How We Calculate This
We use established UK legal precedent for medical negligence awards. General damages for pain and suffering range from £10K for minor injuries to £500K+ for permanent total disability. Future costs are calculated based on life expectancy and care requirements. Lost earnings are based on actuarial projections.
Why This Matters
NHS trusts are required to carry indemnity insurance. Your settlement comes from that, not taxpayers' pockets. Wins reduce future negligence by forcing trusts to improve systems. It's accountability wearing a price tag.
What You Actually Get
Lump sum settlements are placed in trust for the child. Structured settlements provide regular payments. Both cover past losses, future treatment, and pain/suffering. The money is real.
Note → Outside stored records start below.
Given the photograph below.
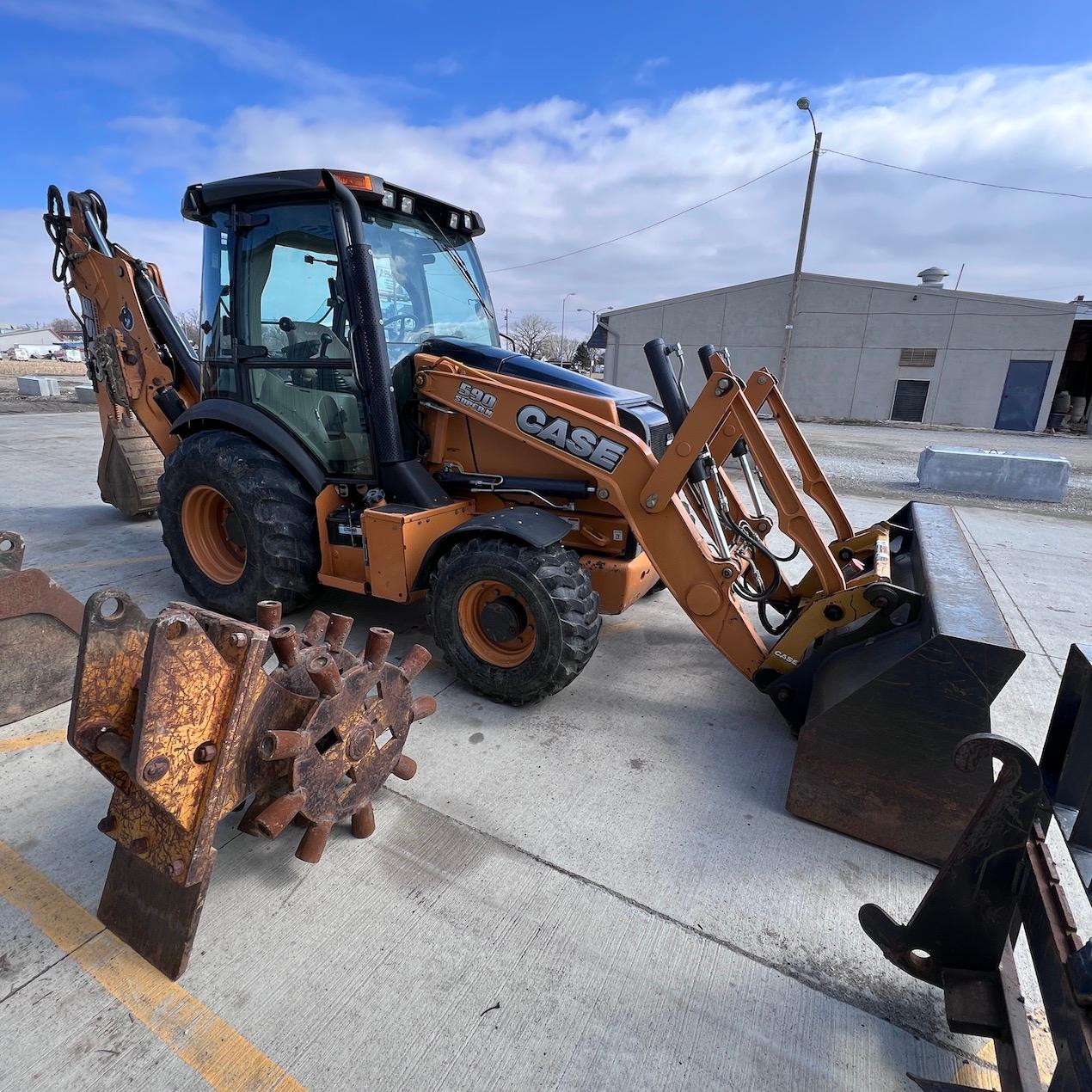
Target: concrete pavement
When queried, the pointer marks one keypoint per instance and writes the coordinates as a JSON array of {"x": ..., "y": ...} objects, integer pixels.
[{"x": 614, "y": 868}]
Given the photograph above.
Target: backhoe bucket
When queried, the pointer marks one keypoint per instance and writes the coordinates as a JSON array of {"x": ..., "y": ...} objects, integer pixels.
[
  {"x": 40, "y": 635},
  {"x": 886, "y": 712},
  {"x": 129, "y": 469}
]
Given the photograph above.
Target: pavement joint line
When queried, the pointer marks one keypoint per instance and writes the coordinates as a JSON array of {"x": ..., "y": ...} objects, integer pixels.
[
  {"x": 997, "y": 575},
  {"x": 925, "y": 1034},
  {"x": 33, "y": 739},
  {"x": 105, "y": 562},
  {"x": 205, "y": 1040}
]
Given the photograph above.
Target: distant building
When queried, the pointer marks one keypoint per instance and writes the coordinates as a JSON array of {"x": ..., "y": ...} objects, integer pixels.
[
  {"x": 870, "y": 350},
  {"x": 10, "y": 336}
]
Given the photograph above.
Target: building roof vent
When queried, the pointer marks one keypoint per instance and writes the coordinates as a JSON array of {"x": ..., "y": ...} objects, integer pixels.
[{"x": 933, "y": 278}]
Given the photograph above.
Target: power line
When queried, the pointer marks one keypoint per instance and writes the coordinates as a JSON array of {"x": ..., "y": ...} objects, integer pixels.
[
  {"x": 951, "y": 178},
  {"x": 674, "y": 215}
]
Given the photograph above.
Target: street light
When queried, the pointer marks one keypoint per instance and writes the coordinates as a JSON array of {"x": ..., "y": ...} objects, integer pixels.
[
  {"x": 801, "y": 104},
  {"x": 595, "y": 315}
]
The trauma is permanent.
Frequently Asked Questions
Quick answers to common questions
Is this accurate?
We use real award data from NHS settlements and published court judgments. Your actual award depends on your solicitor's skill, the trust's defense, and judge interpretation. Assume ±30% variation.
How long does a case take?
3-7 years typically. Complex cases stretch to 10+. The NHS fights hard. Your child gets older waiting for justice.
Do I need a solicitor?
Yes. Medical negligence is specialized. Most work on conditional fee agreements (no win, no fee). Your solicitor keeps 25-30% of winnings as their cut.
What counts as negligence?
When a healthcare professional fails to meet the standard of reasonable care, and that failure caused injury. Birth injuries, missed diagnoses, surgical errors, medication mistakes, infections from poor hygiene — these all count if caused by avoidable mistakes.
Can you claim after the time limit?
Minors have until their 21st birthday to file. That's typically enough time. Get legal advice within 3 years of the injury becoming apparent.
The NHS settles thousands of medical negligence claims annually. Most involve children. The average settlement for permanent disability is £500K-£2M. The real cost? Your child's life. No amount fixes that. But the law says someone should pay.